One offset credit represents one tonne of emissions reductions and can be used by entities with emission reduction obligations to compensate for their emissions. It is therefore essential to ensure that every offset credit is “real, permanent, additional and verified.” Every credit that does not comply with these principles causes an increase in global emissions. Also, low quality offsets compromise the economic integrity of an offsetting scheme because they artificially inflate supply.

Photo credit: icatlogistics

However, serious concerns lay over credits from the Kyoto flexible mechanisms. An independent study commissioned by the CDM Policy Dialogue in 2012 estimates that two thirds of all CDM credits expected between 2013 and 2020 could come from business-as-usual power supply projects. This is about 3.6 billion tonnes of CO2-eq that are potentially non-additional. There are also serious concerns about JI projects for a severe lack of quality control. About 95% of JI credits (ERUs) issued to date are issued by host countries without any international oversight.

Any decision to allow offset credits in a global market-based measure to reduce greenhouse gas emissions from international aviation must be based on stringent requirements that ensure real, permanent, additional and verified emissions reductions. Only offset credits issued under the guidance and authority of the UNFCCC should be eligible for compliance. Additional quality restrictions should be placed on CDM offset credits to address the additionality concerns.

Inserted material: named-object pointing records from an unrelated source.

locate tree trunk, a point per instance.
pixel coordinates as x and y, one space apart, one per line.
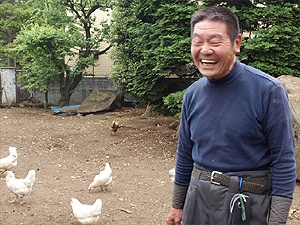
148 111
11 62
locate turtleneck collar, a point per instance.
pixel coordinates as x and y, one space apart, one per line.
237 68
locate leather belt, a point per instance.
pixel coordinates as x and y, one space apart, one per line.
256 185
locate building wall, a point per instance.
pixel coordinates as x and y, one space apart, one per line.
86 86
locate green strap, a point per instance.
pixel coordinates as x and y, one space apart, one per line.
243 208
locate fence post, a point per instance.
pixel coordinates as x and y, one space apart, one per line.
8 86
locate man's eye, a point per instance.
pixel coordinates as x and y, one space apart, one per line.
197 43
216 43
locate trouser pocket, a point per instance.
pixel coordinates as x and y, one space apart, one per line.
240 210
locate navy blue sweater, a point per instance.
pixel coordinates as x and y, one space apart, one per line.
241 122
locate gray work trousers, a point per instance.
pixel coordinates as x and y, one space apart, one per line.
208 203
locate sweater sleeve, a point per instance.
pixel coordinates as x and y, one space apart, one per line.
279 132
184 161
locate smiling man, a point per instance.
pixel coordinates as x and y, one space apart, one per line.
235 157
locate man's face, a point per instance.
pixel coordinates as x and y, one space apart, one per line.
212 50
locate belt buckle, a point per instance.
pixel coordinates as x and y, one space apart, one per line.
212 177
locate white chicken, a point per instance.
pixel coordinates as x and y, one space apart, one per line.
172 174
10 161
103 179
86 214
20 187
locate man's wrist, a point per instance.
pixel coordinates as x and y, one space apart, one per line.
179 193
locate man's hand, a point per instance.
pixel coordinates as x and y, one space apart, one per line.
175 216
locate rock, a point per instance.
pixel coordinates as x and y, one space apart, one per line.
99 101
292 86
32 102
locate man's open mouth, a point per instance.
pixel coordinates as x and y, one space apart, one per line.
207 62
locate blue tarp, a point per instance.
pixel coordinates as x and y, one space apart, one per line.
63 109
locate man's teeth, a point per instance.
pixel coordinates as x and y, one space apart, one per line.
206 62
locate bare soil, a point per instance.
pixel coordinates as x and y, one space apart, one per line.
68 151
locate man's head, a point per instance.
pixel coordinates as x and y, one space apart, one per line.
218 14
215 41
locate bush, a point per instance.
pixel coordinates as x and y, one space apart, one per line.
173 102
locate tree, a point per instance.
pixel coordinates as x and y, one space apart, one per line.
12 15
271 34
151 42
84 37
44 48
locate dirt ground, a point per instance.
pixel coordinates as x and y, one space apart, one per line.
68 151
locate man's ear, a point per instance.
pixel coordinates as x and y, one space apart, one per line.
237 43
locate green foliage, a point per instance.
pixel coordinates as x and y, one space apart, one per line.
151 42
275 50
13 14
44 48
174 102
60 33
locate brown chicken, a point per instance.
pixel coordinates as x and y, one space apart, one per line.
114 127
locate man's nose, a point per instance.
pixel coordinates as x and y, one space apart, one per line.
206 49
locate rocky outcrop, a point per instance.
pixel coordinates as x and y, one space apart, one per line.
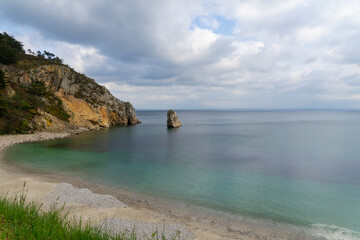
172 119
88 104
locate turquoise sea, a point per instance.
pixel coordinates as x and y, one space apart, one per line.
297 167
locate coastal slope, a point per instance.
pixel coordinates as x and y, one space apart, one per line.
40 93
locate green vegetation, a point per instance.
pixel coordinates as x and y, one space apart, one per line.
10 49
22 220
17 110
2 79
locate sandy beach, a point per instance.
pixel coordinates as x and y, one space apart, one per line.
120 210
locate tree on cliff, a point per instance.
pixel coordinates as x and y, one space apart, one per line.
2 80
10 49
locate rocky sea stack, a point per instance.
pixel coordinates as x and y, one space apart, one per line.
172 119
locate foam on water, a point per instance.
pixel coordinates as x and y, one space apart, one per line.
333 232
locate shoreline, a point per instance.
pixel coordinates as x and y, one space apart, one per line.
195 221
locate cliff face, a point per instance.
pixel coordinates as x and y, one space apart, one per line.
86 103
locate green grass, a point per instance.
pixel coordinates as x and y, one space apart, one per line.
20 219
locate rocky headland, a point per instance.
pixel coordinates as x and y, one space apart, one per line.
68 100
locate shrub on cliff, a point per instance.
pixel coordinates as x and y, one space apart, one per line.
2 80
10 49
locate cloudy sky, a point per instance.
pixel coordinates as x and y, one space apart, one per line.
202 54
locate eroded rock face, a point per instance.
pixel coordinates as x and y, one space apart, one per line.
172 119
89 104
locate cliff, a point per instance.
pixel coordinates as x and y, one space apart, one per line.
55 98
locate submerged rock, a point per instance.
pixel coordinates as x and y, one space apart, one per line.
172 119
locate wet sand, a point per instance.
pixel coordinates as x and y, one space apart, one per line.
144 212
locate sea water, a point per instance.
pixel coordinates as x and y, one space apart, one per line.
297 167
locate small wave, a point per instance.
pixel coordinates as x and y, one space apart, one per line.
333 232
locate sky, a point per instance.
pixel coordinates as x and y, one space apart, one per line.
203 54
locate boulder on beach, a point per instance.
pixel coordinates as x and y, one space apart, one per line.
172 119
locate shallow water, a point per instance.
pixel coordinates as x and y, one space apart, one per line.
289 166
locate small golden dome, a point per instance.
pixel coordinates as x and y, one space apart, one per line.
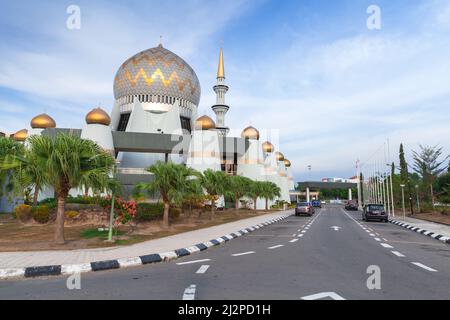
267 147
204 123
250 133
280 156
21 135
287 163
43 121
98 116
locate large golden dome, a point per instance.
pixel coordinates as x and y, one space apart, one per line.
98 116
157 72
204 123
280 156
287 163
43 121
21 135
267 147
250 133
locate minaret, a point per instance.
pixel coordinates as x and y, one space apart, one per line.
220 108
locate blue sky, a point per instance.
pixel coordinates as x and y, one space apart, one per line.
310 69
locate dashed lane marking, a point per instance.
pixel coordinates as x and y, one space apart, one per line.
202 269
276 247
192 262
398 254
424 266
242 254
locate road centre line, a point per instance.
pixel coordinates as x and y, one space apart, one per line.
276 247
202 269
398 254
242 254
191 262
424 266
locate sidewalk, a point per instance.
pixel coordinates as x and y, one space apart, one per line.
432 229
45 258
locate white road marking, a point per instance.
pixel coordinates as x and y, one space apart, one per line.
193 261
189 292
424 266
398 254
202 269
243 253
276 247
332 295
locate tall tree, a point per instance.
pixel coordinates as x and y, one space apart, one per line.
237 187
65 161
428 165
255 191
404 177
170 181
214 182
270 191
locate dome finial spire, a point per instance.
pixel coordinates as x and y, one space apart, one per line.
221 69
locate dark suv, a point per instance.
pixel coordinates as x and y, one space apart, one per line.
375 212
351 205
304 208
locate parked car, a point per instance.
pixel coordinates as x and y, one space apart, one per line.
375 212
316 204
351 205
304 208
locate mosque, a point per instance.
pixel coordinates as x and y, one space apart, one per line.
155 117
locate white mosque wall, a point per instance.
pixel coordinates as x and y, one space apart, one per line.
100 134
204 151
151 122
251 165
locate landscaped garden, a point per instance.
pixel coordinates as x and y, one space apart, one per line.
178 198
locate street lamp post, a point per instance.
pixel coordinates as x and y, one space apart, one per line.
403 200
111 214
418 200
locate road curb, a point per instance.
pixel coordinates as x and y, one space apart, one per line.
57 270
430 234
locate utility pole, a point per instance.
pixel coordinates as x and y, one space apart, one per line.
358 179
403 200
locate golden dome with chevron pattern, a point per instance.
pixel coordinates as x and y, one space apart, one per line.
157 72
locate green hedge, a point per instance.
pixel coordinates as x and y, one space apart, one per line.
149 211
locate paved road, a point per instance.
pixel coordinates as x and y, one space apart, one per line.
294 259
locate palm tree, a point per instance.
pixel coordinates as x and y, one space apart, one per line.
65 162
270 191
170 180
255 191
9 150
237 187
214 182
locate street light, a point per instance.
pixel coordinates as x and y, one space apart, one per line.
403 200
111 214
418 200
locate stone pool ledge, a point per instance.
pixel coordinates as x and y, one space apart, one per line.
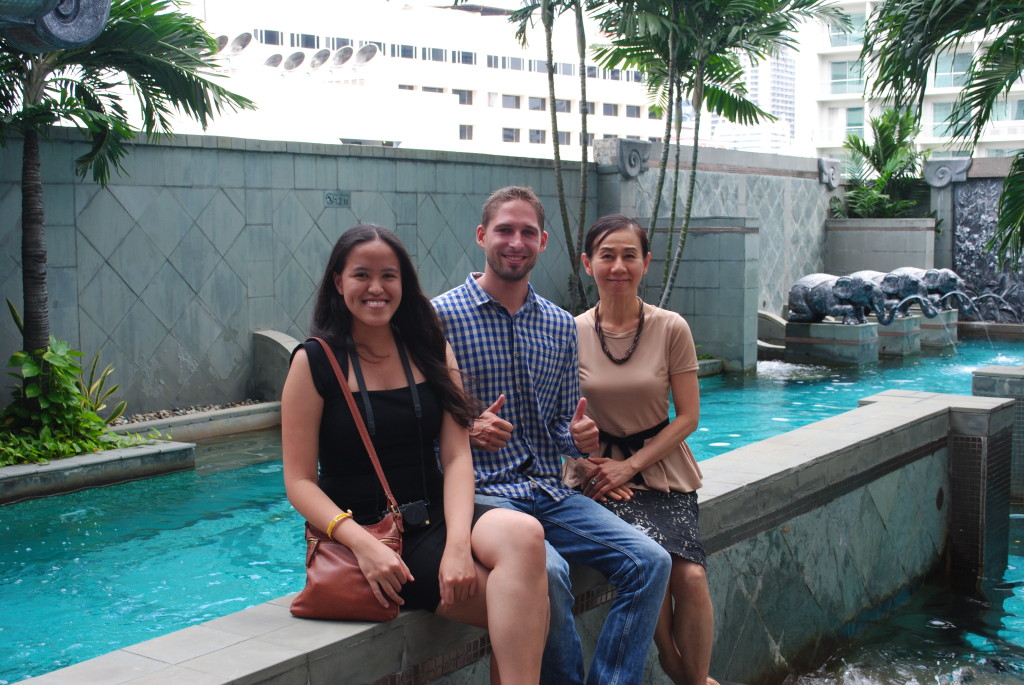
808 532
26 481
190 427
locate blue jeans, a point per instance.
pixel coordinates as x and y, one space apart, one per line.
581 530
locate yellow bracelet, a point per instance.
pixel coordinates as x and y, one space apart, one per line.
337 519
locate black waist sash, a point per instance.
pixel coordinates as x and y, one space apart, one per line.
630 443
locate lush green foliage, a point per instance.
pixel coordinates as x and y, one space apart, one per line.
901 42
148 50
54 409
697 48
884 172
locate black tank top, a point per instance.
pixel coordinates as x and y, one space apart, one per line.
404 445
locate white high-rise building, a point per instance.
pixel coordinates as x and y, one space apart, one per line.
771 84
842 108
415 75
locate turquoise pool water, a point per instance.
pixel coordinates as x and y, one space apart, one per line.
84 573
939 638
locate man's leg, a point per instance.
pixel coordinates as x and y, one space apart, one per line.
584 531
562 662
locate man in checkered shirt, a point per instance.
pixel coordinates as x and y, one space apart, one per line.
519 352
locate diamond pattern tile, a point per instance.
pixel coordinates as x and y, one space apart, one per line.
173 269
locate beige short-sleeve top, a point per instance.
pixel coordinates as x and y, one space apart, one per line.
632 397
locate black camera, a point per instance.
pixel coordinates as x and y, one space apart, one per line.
415 514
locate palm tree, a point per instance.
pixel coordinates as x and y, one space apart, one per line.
886 171
523 17
158 52
693 47
901 41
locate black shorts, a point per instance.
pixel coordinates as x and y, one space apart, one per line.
422 550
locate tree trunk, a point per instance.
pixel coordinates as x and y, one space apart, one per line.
582 226
548 19
668 141
684 229
36 335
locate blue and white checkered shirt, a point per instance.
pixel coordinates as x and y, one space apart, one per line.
530 356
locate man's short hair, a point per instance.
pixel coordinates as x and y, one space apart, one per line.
509 194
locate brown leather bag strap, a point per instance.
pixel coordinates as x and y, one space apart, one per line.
360 425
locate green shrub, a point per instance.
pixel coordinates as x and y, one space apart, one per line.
54 412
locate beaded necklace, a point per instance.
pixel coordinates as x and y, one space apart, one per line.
600 334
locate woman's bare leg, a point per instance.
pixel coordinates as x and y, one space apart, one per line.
693 619
512 602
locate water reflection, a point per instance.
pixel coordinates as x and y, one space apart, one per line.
939 637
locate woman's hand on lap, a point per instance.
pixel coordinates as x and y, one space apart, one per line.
457 574
609 478
384 569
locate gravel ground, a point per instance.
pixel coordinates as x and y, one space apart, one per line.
195 409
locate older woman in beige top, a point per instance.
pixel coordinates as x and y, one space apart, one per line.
633 356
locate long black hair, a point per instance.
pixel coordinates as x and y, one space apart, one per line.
416 323
608 224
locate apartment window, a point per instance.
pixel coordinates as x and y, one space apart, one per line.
432 54
403 51
942 124
1008 111
269 37
855 121
950 70
847 77
305 40
840 38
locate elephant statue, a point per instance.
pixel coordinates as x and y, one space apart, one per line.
943 285
819 295
901 289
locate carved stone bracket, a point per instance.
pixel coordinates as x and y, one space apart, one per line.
828 172
940 173
633 157
40 26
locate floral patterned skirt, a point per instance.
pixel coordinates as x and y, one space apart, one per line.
668 518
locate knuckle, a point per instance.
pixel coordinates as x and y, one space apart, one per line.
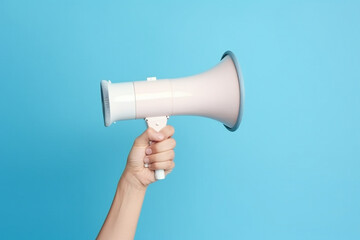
171 129
172 154
148 131
153 166
173 143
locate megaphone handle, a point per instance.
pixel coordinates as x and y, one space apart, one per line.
157 123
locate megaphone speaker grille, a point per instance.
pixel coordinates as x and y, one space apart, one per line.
241 90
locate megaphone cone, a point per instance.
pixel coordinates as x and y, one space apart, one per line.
217 93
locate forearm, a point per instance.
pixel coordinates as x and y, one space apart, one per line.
125 210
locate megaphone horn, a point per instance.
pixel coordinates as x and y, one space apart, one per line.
217 93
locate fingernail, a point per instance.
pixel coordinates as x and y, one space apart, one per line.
148 151
161 136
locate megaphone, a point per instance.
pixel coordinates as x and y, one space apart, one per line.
217 93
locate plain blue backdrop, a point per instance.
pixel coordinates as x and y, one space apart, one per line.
291 171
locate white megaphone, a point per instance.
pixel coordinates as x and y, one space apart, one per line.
217 93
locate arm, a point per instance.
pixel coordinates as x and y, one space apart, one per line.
124 213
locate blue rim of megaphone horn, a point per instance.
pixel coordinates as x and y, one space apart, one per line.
241 90
104 86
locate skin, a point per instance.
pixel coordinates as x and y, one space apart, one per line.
124 213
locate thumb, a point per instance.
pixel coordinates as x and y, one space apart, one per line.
149 135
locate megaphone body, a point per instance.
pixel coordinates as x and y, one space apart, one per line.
217 93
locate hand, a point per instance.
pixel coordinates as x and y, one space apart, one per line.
159 155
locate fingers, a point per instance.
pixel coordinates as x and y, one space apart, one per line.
167 165
160 157
162 146
151 135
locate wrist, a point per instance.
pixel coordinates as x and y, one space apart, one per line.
131 181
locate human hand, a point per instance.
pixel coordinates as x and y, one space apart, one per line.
159 155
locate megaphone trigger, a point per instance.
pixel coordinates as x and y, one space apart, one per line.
157 123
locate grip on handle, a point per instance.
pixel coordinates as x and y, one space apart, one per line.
157 123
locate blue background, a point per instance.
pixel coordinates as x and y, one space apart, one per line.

Moreover, the use of offset credits should be supplementary to own in-sector reductions. Any decision to allow cap-and-trade allowances in a mechanism designed by ICAO should ensure that allowances from oversupplied cap-and-trade systems are prohibited. If ICAO decides to establish its own cap-and-trade system it must be based on a stringent cap and avoid over-allocation of allowances. Also, such a cap-and-trade mechanism must not be linked to an oversupplied system, such as the current EU-ETS, as this would severely compromise the environmental and economic effectiveness of an ICAO trading mechanism.